Completion & Chat

Completion

`llm/complete`

Send a single prompt string and get a completion back.

sema

;; Simple completion
(llm/complete "Say hello in 5 words" {:max-tokens 50})

With options:

sema

(llm/complete "Explain monads"
  {:model "claude-haiku-4-5-20251001"
   :max-tokens 200
   :temperature 0.3
   :system "You are a Haskell expert."})

`llm/stream`

Stream a completion, printing chunks as they arrive.

sema

(llm/stream "Tell me a story" {:max-tokens 200})

With a callback function:

sema

(llm/stream "Tell me a story"
  (fn (chunk) (display chunk))
  {:max-tokens 200})

llm/stream returns the full accumulated response string once streaming finishes — so you can show the live stream and keep the final text:

sema

(define story
  (llm/stream "Tell me a story" (fn (c) (display c)) {:max-tokens 200}))
;; `story` is the complete text after the stream ends.

Chat

`llm/chat`

Send a list of messages and get a response. Supports system, user, and assistant messages.

sema

(llm/chat
  (list (message :system "You are a helpful assistant.")
        (message :user "What is Lisp? One sentence."))
  {:max-tokens 100})

When you pass :tools, llm/chat runs the tool-execution loop for you (see Tools & Agents). Two options bound it: :tool-mode :none lets the model see the tools but never auto-executes them, and :max-tool-rounds N caps the loop (default 10).

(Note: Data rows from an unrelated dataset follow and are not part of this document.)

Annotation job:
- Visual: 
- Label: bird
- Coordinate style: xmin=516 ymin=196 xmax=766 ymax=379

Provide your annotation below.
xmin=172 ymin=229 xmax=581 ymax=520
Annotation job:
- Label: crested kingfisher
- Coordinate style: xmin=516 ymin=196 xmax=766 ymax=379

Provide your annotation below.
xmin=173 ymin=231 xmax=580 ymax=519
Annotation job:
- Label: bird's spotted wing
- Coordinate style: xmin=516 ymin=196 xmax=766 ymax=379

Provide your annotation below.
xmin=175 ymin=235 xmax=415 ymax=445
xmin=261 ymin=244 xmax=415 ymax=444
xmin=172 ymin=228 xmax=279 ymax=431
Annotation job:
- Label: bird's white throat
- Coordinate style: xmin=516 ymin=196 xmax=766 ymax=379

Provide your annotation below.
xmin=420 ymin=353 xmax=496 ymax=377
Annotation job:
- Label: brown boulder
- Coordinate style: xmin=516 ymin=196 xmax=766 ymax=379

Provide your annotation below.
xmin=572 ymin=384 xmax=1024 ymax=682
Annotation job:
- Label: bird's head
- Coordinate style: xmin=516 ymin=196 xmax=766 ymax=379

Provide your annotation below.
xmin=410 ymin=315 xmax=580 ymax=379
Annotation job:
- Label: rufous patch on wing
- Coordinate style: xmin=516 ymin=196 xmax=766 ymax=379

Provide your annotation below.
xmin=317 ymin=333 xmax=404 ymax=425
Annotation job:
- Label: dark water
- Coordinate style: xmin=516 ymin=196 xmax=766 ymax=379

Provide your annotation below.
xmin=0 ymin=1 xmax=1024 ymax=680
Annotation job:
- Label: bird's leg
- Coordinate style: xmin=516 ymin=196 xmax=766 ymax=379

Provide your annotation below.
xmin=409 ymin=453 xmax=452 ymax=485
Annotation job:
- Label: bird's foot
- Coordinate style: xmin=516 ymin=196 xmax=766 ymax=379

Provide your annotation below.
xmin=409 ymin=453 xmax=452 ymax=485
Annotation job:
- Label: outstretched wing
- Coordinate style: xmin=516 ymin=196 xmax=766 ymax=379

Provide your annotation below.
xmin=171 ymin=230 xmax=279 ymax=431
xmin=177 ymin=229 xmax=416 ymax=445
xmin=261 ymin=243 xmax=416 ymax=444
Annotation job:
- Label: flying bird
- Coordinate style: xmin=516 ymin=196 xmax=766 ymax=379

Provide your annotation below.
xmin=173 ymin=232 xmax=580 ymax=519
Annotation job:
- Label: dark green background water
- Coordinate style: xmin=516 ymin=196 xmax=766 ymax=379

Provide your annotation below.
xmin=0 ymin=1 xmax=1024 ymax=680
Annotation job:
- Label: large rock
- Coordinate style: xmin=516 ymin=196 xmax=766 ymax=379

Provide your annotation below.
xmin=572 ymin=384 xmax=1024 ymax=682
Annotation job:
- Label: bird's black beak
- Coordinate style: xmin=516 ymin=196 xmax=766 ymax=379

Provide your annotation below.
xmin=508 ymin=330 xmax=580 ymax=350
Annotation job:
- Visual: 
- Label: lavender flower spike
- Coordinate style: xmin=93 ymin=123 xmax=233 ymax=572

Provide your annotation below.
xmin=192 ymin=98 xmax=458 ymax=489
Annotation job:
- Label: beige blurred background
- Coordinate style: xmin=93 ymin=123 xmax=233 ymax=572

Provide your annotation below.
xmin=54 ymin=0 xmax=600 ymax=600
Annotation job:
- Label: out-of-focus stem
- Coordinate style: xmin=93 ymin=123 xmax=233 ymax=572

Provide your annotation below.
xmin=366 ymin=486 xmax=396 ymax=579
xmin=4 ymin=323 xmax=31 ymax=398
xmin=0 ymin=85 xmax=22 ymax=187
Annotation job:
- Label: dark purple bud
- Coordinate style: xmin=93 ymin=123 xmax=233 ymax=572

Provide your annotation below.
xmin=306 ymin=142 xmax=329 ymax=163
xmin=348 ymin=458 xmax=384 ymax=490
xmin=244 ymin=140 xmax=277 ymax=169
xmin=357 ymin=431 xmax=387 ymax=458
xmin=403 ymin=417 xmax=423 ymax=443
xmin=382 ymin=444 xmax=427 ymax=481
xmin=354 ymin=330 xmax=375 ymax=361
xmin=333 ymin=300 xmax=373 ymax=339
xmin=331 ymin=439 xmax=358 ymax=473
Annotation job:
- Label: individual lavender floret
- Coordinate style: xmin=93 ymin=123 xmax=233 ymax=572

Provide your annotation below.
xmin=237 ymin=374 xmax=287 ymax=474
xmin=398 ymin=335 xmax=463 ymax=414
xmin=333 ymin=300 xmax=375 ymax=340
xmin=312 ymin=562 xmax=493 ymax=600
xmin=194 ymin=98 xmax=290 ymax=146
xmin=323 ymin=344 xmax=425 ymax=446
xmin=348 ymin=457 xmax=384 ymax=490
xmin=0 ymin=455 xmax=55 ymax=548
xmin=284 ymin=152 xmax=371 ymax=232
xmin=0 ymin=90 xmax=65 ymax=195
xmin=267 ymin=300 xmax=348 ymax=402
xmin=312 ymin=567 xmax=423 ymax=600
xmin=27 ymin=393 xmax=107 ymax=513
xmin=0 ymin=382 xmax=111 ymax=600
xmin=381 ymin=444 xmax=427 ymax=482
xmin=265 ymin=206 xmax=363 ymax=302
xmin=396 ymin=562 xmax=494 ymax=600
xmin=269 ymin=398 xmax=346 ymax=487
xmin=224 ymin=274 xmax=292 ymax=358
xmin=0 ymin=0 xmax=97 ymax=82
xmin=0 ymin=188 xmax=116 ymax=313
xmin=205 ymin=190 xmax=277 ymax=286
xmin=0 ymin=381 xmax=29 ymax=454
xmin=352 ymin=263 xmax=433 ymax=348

Send messages that include images alongside text using message/with-image.

sema

;; Load an image and ask the LLM about it
(define img (file/read-bytes "photo.jpg"))
(define msg (message/with-image :user "Describe this image." img))
(llm/chat (list msg))

Combine with regular messages:

sema

(llm/chat
  (list (message :system "You are an image analyst.")
        (message/with-image :user "What text is in this image?" (file/read-bytes "doc.png"))))

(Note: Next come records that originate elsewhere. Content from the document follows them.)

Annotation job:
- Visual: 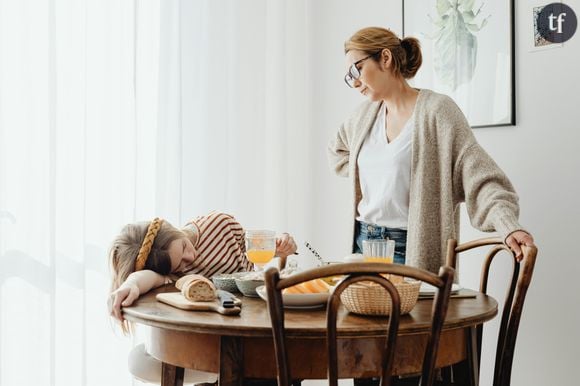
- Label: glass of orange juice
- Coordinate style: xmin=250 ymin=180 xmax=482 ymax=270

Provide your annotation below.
xmin=363 ymin=240 xmax=395 ymax=264
xmin=246 ymin=230 xmax=276 ymax=271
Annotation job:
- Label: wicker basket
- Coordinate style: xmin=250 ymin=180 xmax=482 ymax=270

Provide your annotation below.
xmin=340 ymin=281 xmax=421 ymax=315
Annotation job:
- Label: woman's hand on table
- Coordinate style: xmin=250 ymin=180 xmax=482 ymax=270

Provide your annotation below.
xmin=108 ymin=284 xmax=140 ymax=322
xmin=505 ymin=231 xmax=535 ymax=261
xmin=276 ymin=233 xmax=298 ymax=257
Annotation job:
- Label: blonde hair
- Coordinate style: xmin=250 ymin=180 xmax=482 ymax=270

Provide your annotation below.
xmin=109 ymin=221 xmax=184 ymax=292
xmin=344 ymin=27 xmax=423 ymax=79
xmin=109 ymin=221 xmax=184 ymax=334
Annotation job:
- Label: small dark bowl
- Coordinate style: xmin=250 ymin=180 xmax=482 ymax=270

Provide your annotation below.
xmin=211 ymin=272 xmax=244 ymax=293
xmin=236 ymin=278 xmax=264 ymax=298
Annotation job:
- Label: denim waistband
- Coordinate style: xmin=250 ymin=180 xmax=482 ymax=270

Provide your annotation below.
xmin=357 ymin=220 xmax=407 ymax=233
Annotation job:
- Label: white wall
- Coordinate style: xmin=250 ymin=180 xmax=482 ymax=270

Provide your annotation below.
xmin=311 ymin=0 xmax=580 ymax=386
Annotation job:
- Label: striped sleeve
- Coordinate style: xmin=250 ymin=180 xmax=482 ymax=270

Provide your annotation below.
xmin=185 ymin=212 xmax=252 ymax=277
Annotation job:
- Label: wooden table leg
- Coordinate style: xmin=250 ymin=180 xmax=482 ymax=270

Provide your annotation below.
xmin=161 ymin=362 xmax=184 ymax=386
xmin=218 ymin=336 xmax=244 ymax=386
xmin=453 ymin=327 xmax=479 ymax=386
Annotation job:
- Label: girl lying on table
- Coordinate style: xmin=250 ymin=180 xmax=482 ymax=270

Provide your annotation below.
xmin=109 ymin=212 xmax=296 ymax=383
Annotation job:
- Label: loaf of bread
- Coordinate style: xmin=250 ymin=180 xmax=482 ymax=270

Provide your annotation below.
xmin=175 ymin=275 xmax=216 ymax=302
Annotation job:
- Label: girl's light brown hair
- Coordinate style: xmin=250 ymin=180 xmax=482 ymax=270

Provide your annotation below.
xmin=344 ymin=27 xmax=423 ymax=79
xmin=109 ymin=221 xmax=184 ymax=333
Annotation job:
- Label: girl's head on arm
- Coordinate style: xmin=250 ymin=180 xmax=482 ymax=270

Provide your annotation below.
xmin=109 ymin=220 xmax=184 ymax=291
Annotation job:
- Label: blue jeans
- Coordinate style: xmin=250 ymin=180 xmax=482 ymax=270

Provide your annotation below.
xmin=354 ymin=221 xmax=407 ymax=264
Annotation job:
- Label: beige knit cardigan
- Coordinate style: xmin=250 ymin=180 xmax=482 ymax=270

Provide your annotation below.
xmin=328 ymin=90 xmax=522 ymax=273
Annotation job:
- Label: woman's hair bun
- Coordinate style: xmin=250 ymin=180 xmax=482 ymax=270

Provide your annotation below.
xmin=401 ymin=37 xmax=423 ymax=79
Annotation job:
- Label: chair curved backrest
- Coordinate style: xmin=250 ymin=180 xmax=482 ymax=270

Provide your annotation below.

The image must be a bytevector. Media type (PNG, JPEG, GIF, WebP, PDF) is detected automatically from magic bytes. See Vision Extraction for structured data extraction from images.

`llm/send`

Send a prompt value (composed from prompt expressions) to the LLM.

sema

(define review-prompt
  (prompt
    (system "You are a code reviewer. Be concise.")
    (user "Review this function.")))

(llm/send review-prompt {:max-tokens 200})

Options

All completion and chat functions accept an options map with these keys:

Key	Description
`:model`	Model name (e.g. `"claude-haiku-4-5-20251001"`)
`:max-tokens`	Maximum tokens in response
`:temperature`	Sampling temperature (0.0–1.0)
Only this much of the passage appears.